Plichon soutint énergiquement l’opinion de Schneider : plus la situation était difficile, plus il était nécessaire de s’appuyer sur l’opinion et faire notre force de sa force ; nous n’avions déclaré la guerre qu’après l’approbation des Chambres ; un revers nous frappait ; il fallait sans tarder nous entourer de ceux qui nous avaient soutenus au premier jour, afin que l’accord établi au début et qui couvrait notre responsabilité se continuât durant les épreuves ; nous étions des ministres parlementaires, nous ne devions pas nous isoler du Parlement. Enfin il invoqua la malheureuse phrase du discours de l’Empereur : « Je vous confie en partant l’Impératrice qui vous appellera autour d’elle si les circonstances l’exigent. » Il y avait là, selon lui, un engagement solennel auquel nous ne pouvions nous soustraire.

Je conviens que le précédent de 1815 que j’avais invoqué contre l’opinion de Plichon n’était pas concluant : entre l’Assemblée de ce temps-là et le Corps législatif actuel, il y avait une différence capitale, l’Assemblée des représentans se composait en grande majorité d’ennemis de l’Empire. La majorité du Corps législatif, au contraire, était dévouée. Il n’était donc pas déraisonnable de compter avec Plichon que la réunion des Chambres ne nous créerait aucun péril et même accroîtrait nos forces.

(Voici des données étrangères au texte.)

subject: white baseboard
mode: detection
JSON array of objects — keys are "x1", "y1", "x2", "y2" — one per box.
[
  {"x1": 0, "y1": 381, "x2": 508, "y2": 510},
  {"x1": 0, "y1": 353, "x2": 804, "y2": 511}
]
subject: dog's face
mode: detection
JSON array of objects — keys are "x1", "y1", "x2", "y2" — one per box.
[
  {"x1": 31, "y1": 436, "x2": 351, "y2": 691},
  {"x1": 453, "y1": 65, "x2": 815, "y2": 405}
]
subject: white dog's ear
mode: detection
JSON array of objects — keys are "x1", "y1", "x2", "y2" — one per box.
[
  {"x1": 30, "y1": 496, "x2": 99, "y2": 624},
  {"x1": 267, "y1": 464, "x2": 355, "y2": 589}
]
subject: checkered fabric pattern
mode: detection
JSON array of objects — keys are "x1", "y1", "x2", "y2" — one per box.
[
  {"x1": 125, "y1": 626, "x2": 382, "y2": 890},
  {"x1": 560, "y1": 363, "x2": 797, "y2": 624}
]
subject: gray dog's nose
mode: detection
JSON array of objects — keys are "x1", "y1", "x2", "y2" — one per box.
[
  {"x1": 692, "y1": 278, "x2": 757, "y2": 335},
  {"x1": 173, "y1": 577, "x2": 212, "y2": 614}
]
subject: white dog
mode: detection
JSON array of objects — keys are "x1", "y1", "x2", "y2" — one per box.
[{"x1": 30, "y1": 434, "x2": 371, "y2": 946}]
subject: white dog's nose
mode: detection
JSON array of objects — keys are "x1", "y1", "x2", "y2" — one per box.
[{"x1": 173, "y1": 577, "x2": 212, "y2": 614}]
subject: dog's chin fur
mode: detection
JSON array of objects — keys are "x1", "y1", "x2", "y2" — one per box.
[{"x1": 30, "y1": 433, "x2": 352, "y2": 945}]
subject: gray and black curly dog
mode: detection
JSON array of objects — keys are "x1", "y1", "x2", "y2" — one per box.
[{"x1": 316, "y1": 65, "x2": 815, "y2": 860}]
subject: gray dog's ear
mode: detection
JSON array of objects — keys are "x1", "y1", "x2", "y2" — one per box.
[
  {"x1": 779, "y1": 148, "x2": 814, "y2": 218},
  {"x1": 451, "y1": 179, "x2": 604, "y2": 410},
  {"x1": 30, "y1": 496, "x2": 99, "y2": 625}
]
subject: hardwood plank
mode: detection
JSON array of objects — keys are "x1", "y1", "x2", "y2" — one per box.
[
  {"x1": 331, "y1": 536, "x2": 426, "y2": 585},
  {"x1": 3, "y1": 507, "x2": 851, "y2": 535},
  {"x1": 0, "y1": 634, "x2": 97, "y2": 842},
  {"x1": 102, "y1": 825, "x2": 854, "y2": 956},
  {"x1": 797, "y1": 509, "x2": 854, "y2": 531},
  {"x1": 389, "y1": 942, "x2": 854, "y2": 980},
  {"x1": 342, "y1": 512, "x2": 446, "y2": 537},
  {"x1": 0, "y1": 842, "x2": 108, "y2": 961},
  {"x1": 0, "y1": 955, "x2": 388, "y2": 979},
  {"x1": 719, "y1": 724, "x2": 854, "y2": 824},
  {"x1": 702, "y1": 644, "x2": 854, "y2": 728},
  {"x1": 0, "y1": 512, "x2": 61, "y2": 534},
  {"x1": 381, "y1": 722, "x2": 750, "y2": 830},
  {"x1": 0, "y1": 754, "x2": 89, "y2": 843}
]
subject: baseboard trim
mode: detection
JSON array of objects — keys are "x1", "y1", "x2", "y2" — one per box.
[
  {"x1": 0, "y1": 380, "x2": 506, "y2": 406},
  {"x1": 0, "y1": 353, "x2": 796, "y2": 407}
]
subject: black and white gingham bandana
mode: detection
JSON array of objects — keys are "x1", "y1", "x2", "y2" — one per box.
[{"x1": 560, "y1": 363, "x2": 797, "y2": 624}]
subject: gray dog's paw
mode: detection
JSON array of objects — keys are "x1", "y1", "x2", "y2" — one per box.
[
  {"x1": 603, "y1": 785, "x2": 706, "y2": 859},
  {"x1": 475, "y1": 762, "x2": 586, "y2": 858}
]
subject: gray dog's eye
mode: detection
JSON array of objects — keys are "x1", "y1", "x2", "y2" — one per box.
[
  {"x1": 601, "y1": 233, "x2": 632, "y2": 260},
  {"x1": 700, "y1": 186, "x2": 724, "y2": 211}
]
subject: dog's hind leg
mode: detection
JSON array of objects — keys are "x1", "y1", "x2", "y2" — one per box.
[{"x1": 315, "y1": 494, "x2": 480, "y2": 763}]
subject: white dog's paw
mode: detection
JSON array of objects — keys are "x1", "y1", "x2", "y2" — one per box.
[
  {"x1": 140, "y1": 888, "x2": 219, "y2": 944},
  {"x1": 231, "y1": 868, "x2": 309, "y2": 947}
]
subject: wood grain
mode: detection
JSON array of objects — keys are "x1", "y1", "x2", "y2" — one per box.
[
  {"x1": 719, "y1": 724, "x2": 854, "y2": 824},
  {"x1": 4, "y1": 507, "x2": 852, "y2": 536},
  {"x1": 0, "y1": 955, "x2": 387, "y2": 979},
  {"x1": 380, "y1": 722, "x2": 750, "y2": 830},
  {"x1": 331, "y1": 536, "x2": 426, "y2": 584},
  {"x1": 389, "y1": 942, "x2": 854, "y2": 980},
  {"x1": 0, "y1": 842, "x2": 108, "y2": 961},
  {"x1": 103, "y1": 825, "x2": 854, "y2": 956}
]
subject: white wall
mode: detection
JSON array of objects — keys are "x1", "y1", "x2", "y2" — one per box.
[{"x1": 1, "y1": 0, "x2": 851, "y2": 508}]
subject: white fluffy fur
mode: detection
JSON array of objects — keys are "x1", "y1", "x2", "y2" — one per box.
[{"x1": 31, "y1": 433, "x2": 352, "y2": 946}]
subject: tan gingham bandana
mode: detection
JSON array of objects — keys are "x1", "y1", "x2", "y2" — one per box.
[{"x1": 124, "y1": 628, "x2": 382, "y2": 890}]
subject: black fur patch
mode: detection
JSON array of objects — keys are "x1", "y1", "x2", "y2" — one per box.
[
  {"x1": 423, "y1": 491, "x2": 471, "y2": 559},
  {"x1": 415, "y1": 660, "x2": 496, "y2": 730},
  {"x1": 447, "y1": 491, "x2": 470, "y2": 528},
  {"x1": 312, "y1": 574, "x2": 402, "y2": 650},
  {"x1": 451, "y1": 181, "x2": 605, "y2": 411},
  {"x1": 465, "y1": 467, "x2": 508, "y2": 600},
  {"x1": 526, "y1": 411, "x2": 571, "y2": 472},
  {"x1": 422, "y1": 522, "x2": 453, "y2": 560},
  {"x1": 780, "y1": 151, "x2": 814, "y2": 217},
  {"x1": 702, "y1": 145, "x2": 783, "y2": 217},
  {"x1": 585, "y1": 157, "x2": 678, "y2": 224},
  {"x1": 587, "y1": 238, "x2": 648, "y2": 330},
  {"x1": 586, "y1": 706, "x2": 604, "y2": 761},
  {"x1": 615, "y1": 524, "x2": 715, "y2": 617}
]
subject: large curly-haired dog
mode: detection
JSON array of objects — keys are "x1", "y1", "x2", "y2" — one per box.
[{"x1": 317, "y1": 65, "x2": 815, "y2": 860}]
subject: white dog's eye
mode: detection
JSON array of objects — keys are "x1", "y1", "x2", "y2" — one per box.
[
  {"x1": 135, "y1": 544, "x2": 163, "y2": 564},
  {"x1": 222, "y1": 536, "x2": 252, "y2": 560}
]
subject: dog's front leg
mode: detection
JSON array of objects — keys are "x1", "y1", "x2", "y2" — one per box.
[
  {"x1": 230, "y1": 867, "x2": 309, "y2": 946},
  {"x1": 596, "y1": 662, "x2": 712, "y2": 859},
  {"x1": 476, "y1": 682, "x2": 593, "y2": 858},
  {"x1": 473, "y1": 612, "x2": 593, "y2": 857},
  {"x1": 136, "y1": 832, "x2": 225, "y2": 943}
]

La discussion fut interrompue par un aide de camp, qui nous annonça que l’Impératrice, arrivée de Saint-Cloud aux Tuileries, nous priait de nous rendre auprès d’elle.


XII

L’Impératrice passait les heures dans une attente poignante. Elle avait envoyé un de ses aumôniers, l’abbé Pujol, à Sainte-Geneviève et à Notre-Dame-des-Victoires, prier pour la France.